Sneakersy na grubej podeszwie to jeden z tych trendów, który miał umrzeć śmiercią naturalną w latach 90. Tak, jak w kilku innych przypadkach się jednak nie stało, a "za duże" buty sportowe przeżywają właśnie drugą młodość. Pomogli im w tym Balenciaga, Louis Vuitton. A potem marki, które normalnie mają w ofercie ten typ obuwia, czyli Reebok, Fila czy Adidas, nagle przypomniał sobie, że takie modele sprzedawały już dawno temu, więc tak naprawdę wystarczy je odświeżyć, dodać parę detali i znowu na nich zarobić. Wobec takich zabiegów obojętne nie mogły pozostać sieciówki.

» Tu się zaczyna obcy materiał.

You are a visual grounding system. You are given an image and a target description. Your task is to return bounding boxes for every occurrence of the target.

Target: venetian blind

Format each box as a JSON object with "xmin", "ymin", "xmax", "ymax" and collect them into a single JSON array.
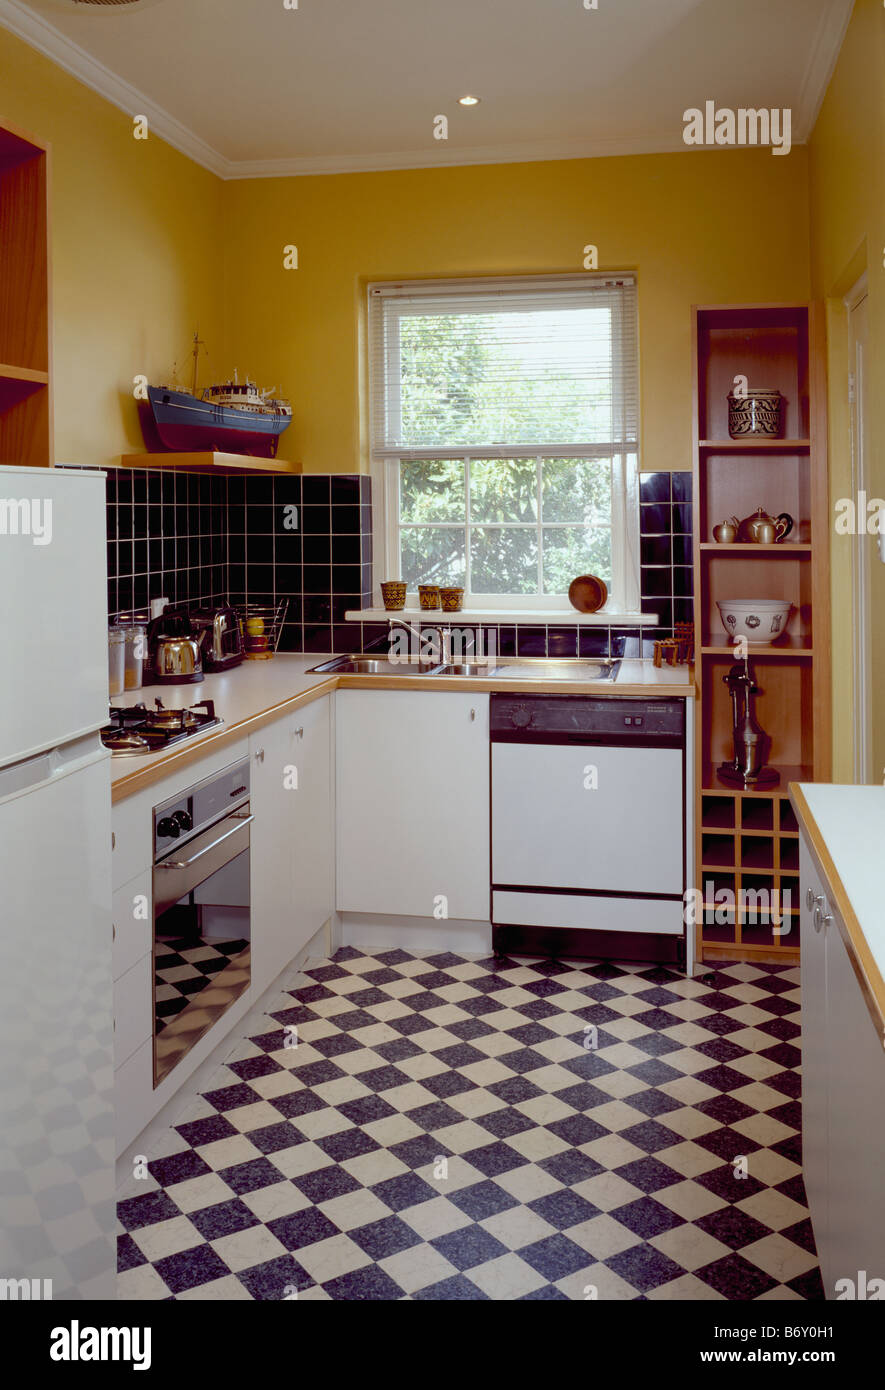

Modele nawiązujące do stylu "dad shoes" zaczęły pojawiać się w Mango i w Zarze już w zeszłym sezonie. A ta druga, kiedy utwierdziła się w przekonaniu, że klientki szukają u nich alternatywy dla drogich lub kultowych modeli, postanowiła kuć żelazo póki gorące. I w ramach kolekcji jesień-zima 2018/2018 wypuściła specjalną edycję sneakersów na grubej podeszwie. Zara jesień-zima 2018/2019: 10 rzeczy z kolekcji, które chcemy mieć >>>
Zara ma najmodniejsze sneakersy sezonu 2018/2019
To cztery modele z 6-centymetrową podeszwą, wykonane z wysokiej jakości materiałów, czyli głównie ze skóry naturalne, ozdobione klejnotami oraz aplikacjami. Jeden posiada supermodne w tym sezonie zwierzęcy print, inny motywy etniczne. Cenowo sneakersy Zara nie odbiegają zbytnio od tego, co proponuje Reebok czy Adidas, ale mimo wszystko są odrobinę tańsze - wszystkie projekty ze specjalnej edycji to koszt niespełna 400 zł. W sklepie internetowym dostępna jest aktualnie praktycznie pełna rozmiarówka. Jeśli chodzi natomiast o salony stacjonarne, wyszukiwarka mówi nam, że w okolicy (sprawdzamy Warszawę) nie są dostępne w żadnym salonie. Szkoda, bo z chęcią obejrzelibyśmy je z bliska.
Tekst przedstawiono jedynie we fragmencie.